À la pointe de l'homme

Publié le par la freniere

L

e malheur s’est hissé à la pointe de l’homme. Quand on tue dans le monde, chacun de nous en meurt à petit feu. Le poids de l’or fait chavirer la terre. Pour des millions d’enfants, le lundi n’est qu’une poignée de riz, le mardi une balle perdue, le jeudi une mine qui saute. Il n’y a plus de dimanche. La misère compte les jours sur le sang des blessures. Quand le soleil se lève à la télévision, les oiseaux n’y sont pas. L’homme se perd dans un néant peuplé d’images. Tous ceux qu’on paie se laissent berner. C’est d’abord l’âme qu’on leur achète pour la vider de son sens. J’avance face aux tombes entre des ombres mortes, des lambeaux de vêtements survivant à la peau, des regards traversés de couteaux, des cœurs laissés pour compte. Aussi loin qu’on peut voir, c’est encore la peur. Le pain n’a pas de prix pour ceux qui meurent de faim. Quelque chose toujours n’a pas été écrit, un amour n’est pas né, un enfant s’est noyé. Je regarde la mer sans savoir nager. J’écris sans le savoir. Adossé sur un chêne, j’éjacule du temps au bout de mon crayon. Je n’ai plus que mon âge. Quelques livres vendus me servent de chemin. La chaise qui fut branche n’accueille plus d’oiseaux. Je me raccroche à la poigne de l’herbe, au bras de l’arc-en-ciel, au ventre des nuages, au bric-à-brac des images, au bruit des métaphores. Mes oreilles hissent leur pavillon pour traverser le son. Ma bouche grande ouverte lance des mots dans le vide.

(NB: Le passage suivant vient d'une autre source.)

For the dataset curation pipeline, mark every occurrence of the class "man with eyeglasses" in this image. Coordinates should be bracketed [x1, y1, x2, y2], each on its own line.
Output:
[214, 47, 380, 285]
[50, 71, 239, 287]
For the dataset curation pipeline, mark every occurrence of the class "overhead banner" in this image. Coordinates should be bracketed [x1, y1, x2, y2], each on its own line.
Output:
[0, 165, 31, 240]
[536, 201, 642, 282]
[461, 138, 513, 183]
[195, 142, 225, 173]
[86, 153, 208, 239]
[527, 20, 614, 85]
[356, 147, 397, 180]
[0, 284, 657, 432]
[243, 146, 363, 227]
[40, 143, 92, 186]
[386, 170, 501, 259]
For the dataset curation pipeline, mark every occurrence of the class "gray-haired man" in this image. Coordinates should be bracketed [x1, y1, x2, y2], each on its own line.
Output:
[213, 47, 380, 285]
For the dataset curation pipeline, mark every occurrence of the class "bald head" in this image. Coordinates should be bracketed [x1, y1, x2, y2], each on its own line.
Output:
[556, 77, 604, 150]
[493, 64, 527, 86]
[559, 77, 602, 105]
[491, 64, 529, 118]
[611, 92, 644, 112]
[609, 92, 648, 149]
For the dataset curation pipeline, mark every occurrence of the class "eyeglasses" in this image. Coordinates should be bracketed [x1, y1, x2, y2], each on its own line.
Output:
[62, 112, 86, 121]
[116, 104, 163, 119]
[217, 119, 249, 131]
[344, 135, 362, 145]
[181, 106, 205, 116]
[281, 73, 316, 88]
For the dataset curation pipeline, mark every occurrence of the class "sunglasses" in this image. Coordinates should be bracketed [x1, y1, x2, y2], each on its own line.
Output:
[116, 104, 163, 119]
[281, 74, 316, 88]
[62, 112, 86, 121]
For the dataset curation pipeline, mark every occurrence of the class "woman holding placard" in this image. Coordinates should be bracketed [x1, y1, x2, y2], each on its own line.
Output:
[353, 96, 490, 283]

         La pulsation des sèves donne son équilibre aux fleurs, sa raideur aux branches, sa douceur à l’aubier. La chlorophylle verdit la transparence des feuilles. Le vent déchiffre la dimension du froid. Les chevreuils ruminent l’idéogramme des écorces. La laine nous transmet la chaleur des moutons. Mes derniers mots rejoignent la salive des loups, la gomme des épinettes, le ventre de la terre, la lymphe universelle. Cinq ou six jours après ma mort, j’écrirai dans l’humus aves mes ongles, mes phalanges, mes tibias. Les vers feront leur nid dans ma boîte crânienne et joueront de la flûte avec mes fémurs. J’écrirai sur le sable avec les chagrins, les neiges, les tulipes. J’écrirai dans un arbre à même ses racines. J’écrirai sous la pierre d’une calligraphie d’insectes. Je tracerai de mémoire la tendresse des choses. Je serai une pierre, une étoile, une plante. Je serai le néant, l’azur, l’horizon. J’écrirai par l’abeille, le roc, le ruisseau. Cinq siècles après ma mort, j’aimerai toujours la vie. Les minéraux travaillent à me perpétuer. Les morts sont un pain. Ils alimentent la terre des vivants.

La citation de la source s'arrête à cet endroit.